Stehen Sie vor der Hausnummer 4? Auf der Straßenseite gegenüber sehen Sie eine Kindertagesstätte. Das historische Foto im Guide zeigt dasselbe Gebäude aus einer etwas anderen Perspektive, noch ohne den weißen Vorbau.
Vielleicht erkennen Sie auf dem Foto die Person, die vor dem Gebäude am Rednerpult steht: Es ist der damalige Regierende Bürgermeister von Berlin, Ernst Reuter. Am 14. April 1953 begrüßte er die Gäste zur feierlichen Eröffnung des Bundesnotaufnahmelagers. Auch Bundespräsident Theodor Heuss war anwesend, er hielt die Eröffnungsrede.

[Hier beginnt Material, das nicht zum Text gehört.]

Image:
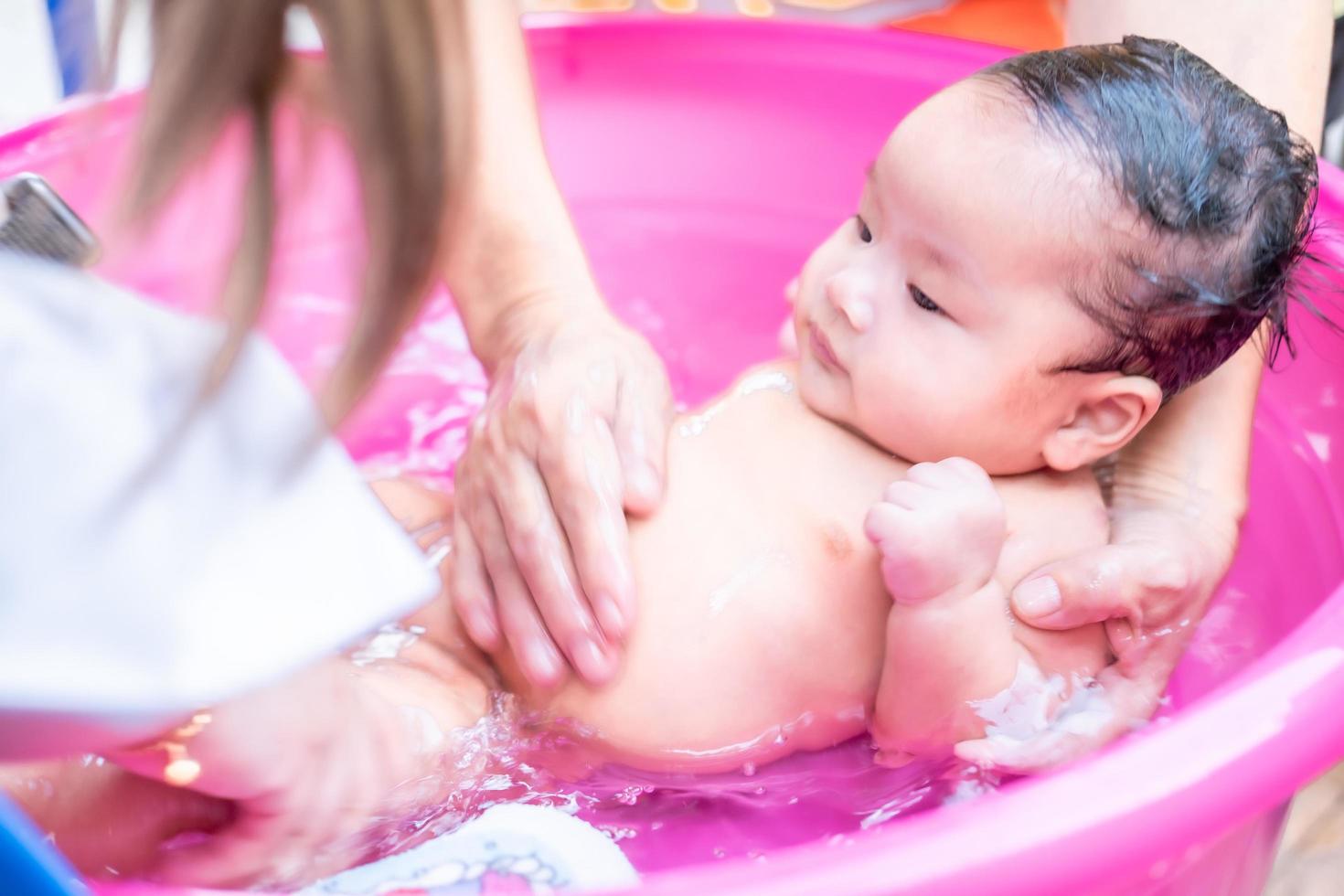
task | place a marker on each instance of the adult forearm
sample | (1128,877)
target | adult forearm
(512,240)
(1195,453)
(1278,53)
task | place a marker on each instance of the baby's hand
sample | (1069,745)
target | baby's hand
(940,531)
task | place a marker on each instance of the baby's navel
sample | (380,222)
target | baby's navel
(837,541)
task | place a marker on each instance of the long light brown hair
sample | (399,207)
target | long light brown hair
(395,88)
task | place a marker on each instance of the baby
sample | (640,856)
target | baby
(1041,255)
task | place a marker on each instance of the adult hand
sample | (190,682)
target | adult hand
(1151,587)
(306,769)
(572,435)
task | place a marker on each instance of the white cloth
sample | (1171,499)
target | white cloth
(509,848)
(142,579)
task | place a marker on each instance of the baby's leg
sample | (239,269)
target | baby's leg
(949,635)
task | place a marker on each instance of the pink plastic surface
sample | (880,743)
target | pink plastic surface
(702,160)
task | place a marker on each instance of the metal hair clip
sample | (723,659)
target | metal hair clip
(34,220)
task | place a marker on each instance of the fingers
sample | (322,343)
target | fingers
(583,481)
(1115,581)
(542,557)
(233,856)
(472,594)
(643,415)
(519,621)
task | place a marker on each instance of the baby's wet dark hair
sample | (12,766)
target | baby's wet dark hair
(1223,189)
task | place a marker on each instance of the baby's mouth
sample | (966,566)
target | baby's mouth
(821,349)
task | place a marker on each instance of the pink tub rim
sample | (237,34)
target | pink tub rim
(1229,756)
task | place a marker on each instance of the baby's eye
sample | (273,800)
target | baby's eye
(864,234)
(923,300)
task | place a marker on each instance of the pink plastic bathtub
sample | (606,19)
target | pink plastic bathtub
(702,160)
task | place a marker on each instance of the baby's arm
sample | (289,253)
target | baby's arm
(949,635)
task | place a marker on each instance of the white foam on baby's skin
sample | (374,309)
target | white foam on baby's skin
(1035,704)
(752,570)
(749,384)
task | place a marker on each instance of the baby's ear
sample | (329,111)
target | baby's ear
(1110,411)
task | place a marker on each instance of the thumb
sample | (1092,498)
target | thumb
(641,441)
(1109,581)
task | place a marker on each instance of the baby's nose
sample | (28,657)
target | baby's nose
(849,293)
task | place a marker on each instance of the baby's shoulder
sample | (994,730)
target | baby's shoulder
(1057,513)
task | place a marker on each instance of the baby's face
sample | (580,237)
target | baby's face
(934,323)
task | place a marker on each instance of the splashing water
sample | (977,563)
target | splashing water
(426,398)
(666,819)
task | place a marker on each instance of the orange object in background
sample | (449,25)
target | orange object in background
(1023,25)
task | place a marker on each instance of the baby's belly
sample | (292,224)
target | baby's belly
(755,638)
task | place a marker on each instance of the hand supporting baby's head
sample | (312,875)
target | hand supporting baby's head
(1047,251)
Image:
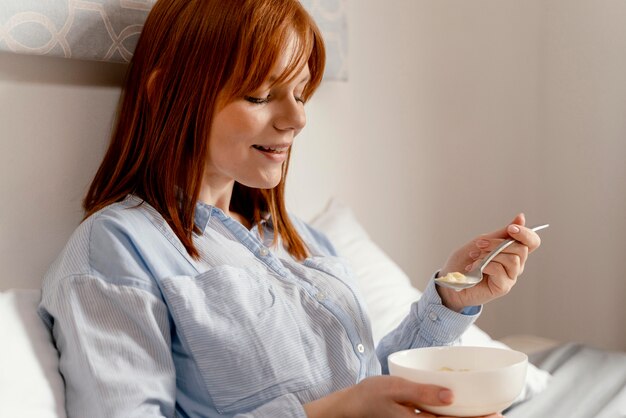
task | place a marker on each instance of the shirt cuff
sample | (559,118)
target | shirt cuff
(440,325)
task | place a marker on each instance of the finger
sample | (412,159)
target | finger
(411,393)
(525,235)
(511,262)
(516,248)
(498,280)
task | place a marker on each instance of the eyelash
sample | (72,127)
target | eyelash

Dass hier viele bekannte Politiker zusammenkamen und die Medien intensiv über das Ereignis berichteten, vermittelte eine wichtige Botschaft: Das Notaufnahmelager diente nicht allein der Unterbringung und Versorgung der Geflüchteten. Es war auch eine Bühne für die westdeutsche Politik. Hier wurde die deutsch-deutsche Fluchtbewegung in einen weltpolitischen Zusammenhang gerückt. Die Fluchten aus der DDR galten als „Abstimmung mit den Füßen“: gegen die dortige sozialistische Diktatur und für die westliche Demokratie.

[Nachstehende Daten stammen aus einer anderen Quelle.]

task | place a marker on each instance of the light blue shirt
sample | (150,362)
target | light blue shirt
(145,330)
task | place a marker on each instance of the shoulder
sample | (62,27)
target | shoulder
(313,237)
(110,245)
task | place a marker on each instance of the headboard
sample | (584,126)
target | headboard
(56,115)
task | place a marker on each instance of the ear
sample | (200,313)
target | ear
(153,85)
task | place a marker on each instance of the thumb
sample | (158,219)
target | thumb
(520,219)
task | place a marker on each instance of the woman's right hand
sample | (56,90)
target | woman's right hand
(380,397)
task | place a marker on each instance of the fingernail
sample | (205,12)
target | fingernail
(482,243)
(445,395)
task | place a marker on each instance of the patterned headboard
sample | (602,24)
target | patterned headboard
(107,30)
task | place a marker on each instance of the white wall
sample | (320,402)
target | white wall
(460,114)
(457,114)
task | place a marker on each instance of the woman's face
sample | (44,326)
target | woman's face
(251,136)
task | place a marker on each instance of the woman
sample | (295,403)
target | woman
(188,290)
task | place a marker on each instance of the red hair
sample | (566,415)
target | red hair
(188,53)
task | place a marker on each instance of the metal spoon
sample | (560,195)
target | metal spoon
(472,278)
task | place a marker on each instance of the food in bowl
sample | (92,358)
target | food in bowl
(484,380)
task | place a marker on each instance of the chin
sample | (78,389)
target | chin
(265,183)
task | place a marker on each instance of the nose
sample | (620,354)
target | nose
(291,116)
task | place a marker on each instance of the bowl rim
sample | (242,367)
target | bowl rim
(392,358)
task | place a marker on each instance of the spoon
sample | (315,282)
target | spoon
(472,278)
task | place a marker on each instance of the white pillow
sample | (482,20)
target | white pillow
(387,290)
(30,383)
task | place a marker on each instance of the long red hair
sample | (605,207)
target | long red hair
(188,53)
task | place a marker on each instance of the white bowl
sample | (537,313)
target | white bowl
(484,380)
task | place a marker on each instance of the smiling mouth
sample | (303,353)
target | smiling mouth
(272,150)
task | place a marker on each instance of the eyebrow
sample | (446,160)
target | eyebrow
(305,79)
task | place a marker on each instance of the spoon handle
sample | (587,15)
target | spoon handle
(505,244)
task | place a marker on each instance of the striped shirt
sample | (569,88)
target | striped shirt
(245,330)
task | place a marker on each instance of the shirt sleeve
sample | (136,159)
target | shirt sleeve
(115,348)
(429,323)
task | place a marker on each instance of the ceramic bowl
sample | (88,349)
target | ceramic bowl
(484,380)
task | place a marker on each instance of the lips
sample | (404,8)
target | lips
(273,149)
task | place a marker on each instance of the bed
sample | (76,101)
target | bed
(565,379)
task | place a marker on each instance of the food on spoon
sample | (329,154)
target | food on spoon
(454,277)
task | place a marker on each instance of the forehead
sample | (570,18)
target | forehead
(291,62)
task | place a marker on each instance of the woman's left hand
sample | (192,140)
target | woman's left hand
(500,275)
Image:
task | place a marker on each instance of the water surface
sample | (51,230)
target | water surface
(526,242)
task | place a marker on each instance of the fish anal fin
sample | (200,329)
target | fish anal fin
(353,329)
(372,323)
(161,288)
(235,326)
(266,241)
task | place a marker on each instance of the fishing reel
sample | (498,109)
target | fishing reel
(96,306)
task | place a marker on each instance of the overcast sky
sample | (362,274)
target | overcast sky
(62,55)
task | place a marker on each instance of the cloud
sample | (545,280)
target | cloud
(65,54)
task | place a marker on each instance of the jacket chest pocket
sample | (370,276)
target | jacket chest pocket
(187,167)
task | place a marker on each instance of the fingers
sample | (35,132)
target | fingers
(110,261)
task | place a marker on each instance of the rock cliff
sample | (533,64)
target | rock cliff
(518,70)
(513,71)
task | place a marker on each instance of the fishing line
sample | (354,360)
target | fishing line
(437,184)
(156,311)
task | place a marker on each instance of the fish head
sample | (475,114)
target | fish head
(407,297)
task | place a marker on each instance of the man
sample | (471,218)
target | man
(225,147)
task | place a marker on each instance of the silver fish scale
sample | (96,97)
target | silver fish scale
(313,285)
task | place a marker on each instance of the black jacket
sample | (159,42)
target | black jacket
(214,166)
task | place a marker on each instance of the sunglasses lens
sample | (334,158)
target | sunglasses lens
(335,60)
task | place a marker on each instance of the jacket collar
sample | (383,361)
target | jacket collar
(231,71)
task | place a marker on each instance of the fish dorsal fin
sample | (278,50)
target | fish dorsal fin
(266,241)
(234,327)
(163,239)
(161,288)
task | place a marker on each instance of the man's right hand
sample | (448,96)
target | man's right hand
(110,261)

Als „Tor zur Freiheit“ fand das Notaufnahmelager in der West-Berliner und bundesdeutschen Öffentlichkeit viel Aufmerksamkeit. Als der Mauerbau 1961 die massenhafte Abwanderung beendete, verlor es diese Bedeutung. Ohne die dramatischen Bilder von Überfüllung und menschlichen Schicksalen eignete es sich nicht mehr als Symbol der Teilung. Im Brennpunkt des Interesses stand fortan die Berliner Mauer.